I FOUND myself standing on the brink of a slippery ledge the other day, in the middle of Wales, ready to jump into the murky waters of a lagoon 25ft below.

Sweaty-palmed and slightly dizzy, I had actually paid for the privilege of being stuck at the end of the cliff with nowhere to go but down. I hadn't realised just how extreme an 'extreme sports weekend' could be when I signed up for a Wild Wet Wales trip with a few outdoorsy friends. We were in Pembrokeshire, after all. It's not exactly Pepsi Max territory.

But the four instructors who were ominously cornering me to the edge of the cliff were telling me there was no other way to go and all I had to do was take a running jump. "Can't I just walk back down the way I came?", I whined, staring into their disapproving faces.

When I eventually did it, I must have looked like a terrified Disney character who accidentally runs off the edge of a cliff, and looks down below with eyes on stalks before dropping and lying squished below.

I have no memory other than that nauseous feeling of stepping out into nothingness and the sound of the whistling wind around my ears as I lurched forward. I had asked for it and now I was going to get it.

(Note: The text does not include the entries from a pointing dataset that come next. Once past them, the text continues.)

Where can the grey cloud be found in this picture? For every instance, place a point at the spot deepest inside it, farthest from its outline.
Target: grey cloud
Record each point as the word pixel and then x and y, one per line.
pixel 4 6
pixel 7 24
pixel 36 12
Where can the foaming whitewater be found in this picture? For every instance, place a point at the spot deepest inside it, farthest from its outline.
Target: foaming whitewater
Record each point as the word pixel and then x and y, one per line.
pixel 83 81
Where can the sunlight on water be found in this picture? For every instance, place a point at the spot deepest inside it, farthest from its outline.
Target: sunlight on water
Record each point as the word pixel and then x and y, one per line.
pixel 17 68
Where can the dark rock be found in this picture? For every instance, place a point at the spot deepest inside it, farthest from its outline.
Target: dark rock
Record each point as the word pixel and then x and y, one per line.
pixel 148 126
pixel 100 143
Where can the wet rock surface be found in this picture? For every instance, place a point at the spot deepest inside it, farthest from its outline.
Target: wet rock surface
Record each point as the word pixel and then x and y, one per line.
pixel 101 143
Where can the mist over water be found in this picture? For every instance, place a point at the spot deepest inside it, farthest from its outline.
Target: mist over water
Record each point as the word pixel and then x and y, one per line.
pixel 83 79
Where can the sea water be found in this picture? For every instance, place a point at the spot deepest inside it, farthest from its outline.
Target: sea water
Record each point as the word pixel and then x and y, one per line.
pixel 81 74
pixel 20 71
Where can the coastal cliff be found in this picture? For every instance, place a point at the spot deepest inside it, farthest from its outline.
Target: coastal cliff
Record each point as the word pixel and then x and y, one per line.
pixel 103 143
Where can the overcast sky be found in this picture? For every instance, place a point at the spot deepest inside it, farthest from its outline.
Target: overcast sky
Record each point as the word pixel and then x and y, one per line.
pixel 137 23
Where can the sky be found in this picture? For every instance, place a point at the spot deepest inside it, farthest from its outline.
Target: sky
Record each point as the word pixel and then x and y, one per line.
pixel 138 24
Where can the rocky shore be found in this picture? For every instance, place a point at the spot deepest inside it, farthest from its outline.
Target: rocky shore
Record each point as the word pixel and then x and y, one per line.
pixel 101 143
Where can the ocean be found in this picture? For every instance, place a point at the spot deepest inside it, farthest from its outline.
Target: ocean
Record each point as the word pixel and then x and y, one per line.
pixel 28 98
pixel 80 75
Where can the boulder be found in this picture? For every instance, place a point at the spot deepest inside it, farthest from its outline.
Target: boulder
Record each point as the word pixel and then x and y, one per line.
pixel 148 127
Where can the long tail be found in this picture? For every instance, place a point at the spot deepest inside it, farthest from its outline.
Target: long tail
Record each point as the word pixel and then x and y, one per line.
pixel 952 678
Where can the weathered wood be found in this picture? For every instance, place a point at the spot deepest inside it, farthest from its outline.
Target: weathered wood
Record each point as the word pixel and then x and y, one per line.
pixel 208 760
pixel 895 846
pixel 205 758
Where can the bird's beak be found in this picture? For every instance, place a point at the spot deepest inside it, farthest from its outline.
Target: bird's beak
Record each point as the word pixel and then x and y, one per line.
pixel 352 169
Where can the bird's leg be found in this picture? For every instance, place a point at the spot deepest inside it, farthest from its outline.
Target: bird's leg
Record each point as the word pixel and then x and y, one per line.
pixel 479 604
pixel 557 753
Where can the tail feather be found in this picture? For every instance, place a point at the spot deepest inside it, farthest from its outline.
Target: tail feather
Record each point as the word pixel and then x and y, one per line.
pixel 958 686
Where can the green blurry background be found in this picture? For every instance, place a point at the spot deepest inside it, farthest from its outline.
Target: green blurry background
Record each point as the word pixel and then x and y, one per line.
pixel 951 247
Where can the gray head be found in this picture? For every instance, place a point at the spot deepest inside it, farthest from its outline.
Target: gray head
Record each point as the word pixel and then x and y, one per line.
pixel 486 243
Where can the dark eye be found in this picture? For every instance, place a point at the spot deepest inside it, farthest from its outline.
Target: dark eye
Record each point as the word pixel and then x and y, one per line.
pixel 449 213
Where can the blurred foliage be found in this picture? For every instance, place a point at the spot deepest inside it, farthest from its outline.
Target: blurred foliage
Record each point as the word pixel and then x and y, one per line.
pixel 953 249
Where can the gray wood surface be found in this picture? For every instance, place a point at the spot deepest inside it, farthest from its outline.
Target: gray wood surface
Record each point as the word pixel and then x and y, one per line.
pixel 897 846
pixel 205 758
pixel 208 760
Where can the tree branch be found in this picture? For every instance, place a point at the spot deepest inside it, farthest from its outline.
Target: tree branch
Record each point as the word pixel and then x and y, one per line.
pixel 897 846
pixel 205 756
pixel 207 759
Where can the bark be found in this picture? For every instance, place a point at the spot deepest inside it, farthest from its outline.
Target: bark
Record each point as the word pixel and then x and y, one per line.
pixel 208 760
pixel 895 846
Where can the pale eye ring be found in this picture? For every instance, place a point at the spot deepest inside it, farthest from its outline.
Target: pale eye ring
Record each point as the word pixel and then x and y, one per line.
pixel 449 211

I hit the water hard and bobbed up as a row of faces stared down at me. As I swam to the brim of the lagoon I felt a growing sense of disbelief at what I had just done; me, the city-twerp who has a fear of heights and gets dizzy when hill-walking.

As I looked up, I scoffed at the rest of my group as they stuttered and shrank from the ledge before they reluctantly jumped. It looked so much tamer when you were in the water. Each person who jumped wore a mask of terror which transformed the minute they hit the water into an adrenalin-fuelled smile of relief.

However terrifying it was, I could see how the golden-skinned, fearless instructors had become addicted to it. How many times are you forced to overcome your fears or risk humiliation in front of four extremely good-looking instructors and your 'city' peer group?

It's a matter of converting the fear and nerves into the positive energy you need to make the jump, according to instructor Paul, who held my hand as I quivered on the top of the cliff.

Minutes after my first jump, I felt a sudden fearlessness that made me want to clamber right back up and do it all again. I suddenly felt invincible.

Until I got to the top that is, when the instructors looked at me with grave concern and told me I had jumped so close to the ledge that my head had been less than a metre away from the cliff edge. But now that I was up, there was no other way down but to walk the plank...again.